What looks perfect and interesting and wonderful on the outside:
…built before the war despite warnings that the nation was headed into serious conflict…
…is mostly just a beautiful shell. The 30+ rooms of Longwood in Natchez that were planned by architect Samuel Sloan of Philadelphia for Haller Nutt’s dream are mostly unfinished — only those on the basement floor are finished, and that’s where the family lived while awaiting the balance of the interior of the home to be completed. Of course in 1861, the war began and the work here stopped — the architect’s workers (he sent 70 millworkers among other craftsmen) returned to the north, and the basement was completed by slave labor (I’ve seen some estimates that Haller Nutt had 800 slaves). Interesting: Haller Nutt was a Union supporter.

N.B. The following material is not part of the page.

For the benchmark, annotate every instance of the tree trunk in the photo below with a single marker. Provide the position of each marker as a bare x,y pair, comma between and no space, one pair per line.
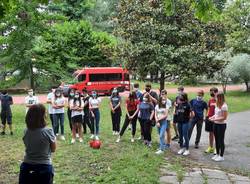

“In the spring of 1862, the war in the South began in earnest, and two thousand bales of Haller Nutt’s cotton were burnt by the Confederates, presumably to keep them out of the hands of the Federal forces. In the fall the Confederates burned his cotton gin and sawmill at Winter Quarters. In the spring of 1863 the army of Grant, closing in on Vicksburg, upriver from Natchez, commandeered without compensation a huge supply of corn that Haller Nutt had grown at Winter Quarters and Evergreen. His wife estimated the total to be sixty-four thousand bushels. She went on to say that “Mr. Nutt, being a strong Union man and already having suffered much from the Confederates, rather welcomed the advent of the Union army as about to receive friends. Accordingly the plantations…at the advent of this Army were like smiling gardens of Paradise.”
Many of the items here on display on the upper floors are explained as largely being here just as they were left by the 19th c. workers.
Regular tours are given, and that’s how we were able to view the home. Not only is it a Samuel Sloan design, but it’s the largest octagonal home in the US, with 30k sq ft.
In the planning stages, Sloan told Haller Nutt to go ahead and start accumulating timber, that they would need 100k feet of rough, one-inch boards from the beginning. They came to need three times that amount.
Standing on what’s really the first floor and looking up to the dome:
Haller Nutt passed away in 1864, presumably from pneumonia, but as Julia wrote, “it was not Pneumonia that killed him. The doctor said it was. . .his troubles. Three million dollars worth of property swept away; the labor of a life time gone; large debts incurred by the War. . .and his helpless wife with eight children. . .looking to him for support. . . .This crushed him and he died.” She was probably close to the truth when she asserted that in 1863 she “had but one weeks provisions in my storerooms and no money. I had jewels”—she certainly did; their invoices are staggering—“but I could not sell them; I had dresses but I could not sell them. I had twenty-four cows and while I could keep them I sent my younger son, Prentiss”—Sgt. Prentiss Nutt, the son named after the great Unionist orator—“to the Union Camp to sell milk.” So she precariously supported herself until the cows “were taken from me by U.S. soldiers,” who took as well all of her remaining “sheep, cattle, wagons, mules, horses and harness, fencing, axes, and worst of all. . .the last and heaviest blow, $8,787 in cash” that was being held by one of Nutt’s executors. “Then came the dark and winter days of my life. I gathered wild weeds and fed my children on them and when winter came on we thanked God when we could get a little corn.”
Julia lived the rest of her life in the basement of the home, and although she received funds from the US Government later for wartime losses, the rest of the home remained unfinished, just as it is today.